Monday, November 8, 2010

In Heat

     This is not going to be as raunchy as it sounds, okay, this next sentence may still be. My husband and I like to be in heat, but not with each other. Reed likes to hot tub. Most of our lives that meant he sat in the bathtub continually letting out the cooling water to refill it with hot. Thanks to our daughter we now have a hot tub. She worked for a spa company and refurbished a trade-in unit as a gift to us.  When we installed it on our front deck, I told my niece and nephew, who had confused us with rich people, that we were now officially rich. The only problem is I don't like to hot tub. I haven't bathed in years, I am a shower person, a long session in the hot tub for me would be 5 minutes. I love being warm and there is something appealingly decadent about sitting outside warm and content while looking at the stars in winter, but I don't have the patience to stay there.  You have to shower before you use the spa and again afterward. Reed loves to soak in it for half an hour in the mornings on weekends. I like to sleep in but, as soon as my feet hit the floor, I am showered, groomed and dressed in half an hour. The other reasonable time to hot tub is before bedtime but the shower and walk on the cold deck getting there and back spoil the attraction for me.
     One place I do sometimes use a hot tub is at a hotel. The reason I am willing to soak in the chlorine scented stranger bisque at a public facility but not at home with familiar germs, is that when I am staying at a hotel I have leisure time. I won't need to jump out to put in a load of laundry or any of the hundred housework tasks that fill my days. At hotels I can relax. And being in the hot tub is better than being in the pool, which is way too cold.
     My favorite place to be in heat is in our laundry room. Anyone who has spent much time around my house knows that I sit on my dryer. When I was a little girl our clothes dryer vented out the front near the floor. One of my favorite childhood memories is sitting on the floor in front of that dryer. I would warm my hands, still red from playing outside in the snow, until the tingling, pin prick sensation made me pull away. Besides making me warm, it was also a good place to sing, as with water in the shower, the sound of the dryer made my voice sound smoother. I felt sorry for my playmates whose dryers vented outside and we could only enjoy them when we were standing out in the snow.

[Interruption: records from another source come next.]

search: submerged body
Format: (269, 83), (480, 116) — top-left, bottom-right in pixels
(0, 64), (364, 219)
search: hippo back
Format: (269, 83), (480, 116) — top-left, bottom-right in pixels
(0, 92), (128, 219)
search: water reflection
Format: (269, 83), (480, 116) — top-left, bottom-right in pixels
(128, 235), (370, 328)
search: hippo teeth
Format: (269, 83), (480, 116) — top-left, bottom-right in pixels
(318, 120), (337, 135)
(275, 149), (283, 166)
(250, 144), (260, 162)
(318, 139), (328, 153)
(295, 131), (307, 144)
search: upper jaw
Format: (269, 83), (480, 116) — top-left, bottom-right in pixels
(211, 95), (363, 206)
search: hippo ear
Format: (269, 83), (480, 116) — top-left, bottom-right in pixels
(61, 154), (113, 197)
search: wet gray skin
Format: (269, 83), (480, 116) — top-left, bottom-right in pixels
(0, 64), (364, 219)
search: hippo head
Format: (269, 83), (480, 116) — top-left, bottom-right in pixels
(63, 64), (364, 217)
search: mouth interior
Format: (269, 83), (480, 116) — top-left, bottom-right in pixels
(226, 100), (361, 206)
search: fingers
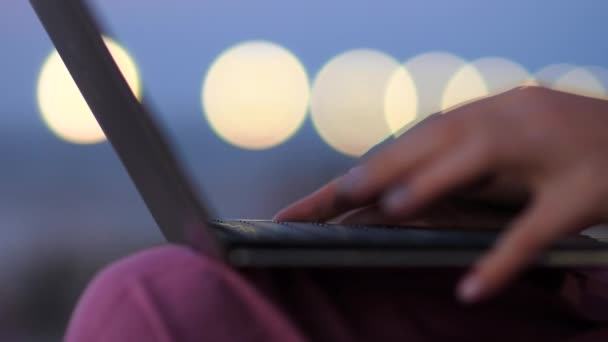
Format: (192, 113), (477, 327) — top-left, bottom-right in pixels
(382, 140), (493, 217)
(274, 178), (363, 222)
(458, 191), (587, 303)
(337, 120), (452, 202)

     My husband and I didn't have our own dryer until our second year of marriage, those years happened to be record cold winters in the already-cold-enough town of Helena, Montana. We vented the dryer inside in the winter more for self preservation than comfort. We lived in apartments through the Denver phase of our marriage and, even in big cities, people would think it strange to see a tenant sitting on the dryer in the laundry room and, of course, they were always vented outside anyway. A few months after we moved to Billings, we were able to buy a house and, once again, the dryer was my private sauna.
     The laundry room in the house we have now has no room to lay the vent hose on the floor, so in the winter when it is vented inside, I sit on top of the dryer where the hose vents out and, just like when I was a girl I bask and dream and sometimes sing. I intend to continue as long as I'm able to climb up there. Now that I'm older and gravity is stronger, I keep a little stool handy to make up for what time has taken away. But time cannot take away what those times with the dryer gave to me, warm memories.
     The laundry room is semi-private but real estate atop the dryer is limited, so my time in my sauna is my own. Unlike using the spa, there is no stripping or showering required, and drying clothes is something that has to be done anyway, so the time isn't totally wasted. Reed and I will most likely continue to be contentedly incompatible about being in heat, but I believe being comfortably different is a key to a lasting marriage--and most friendships. Reed can continue to be in hot water, while I remain full of hot air.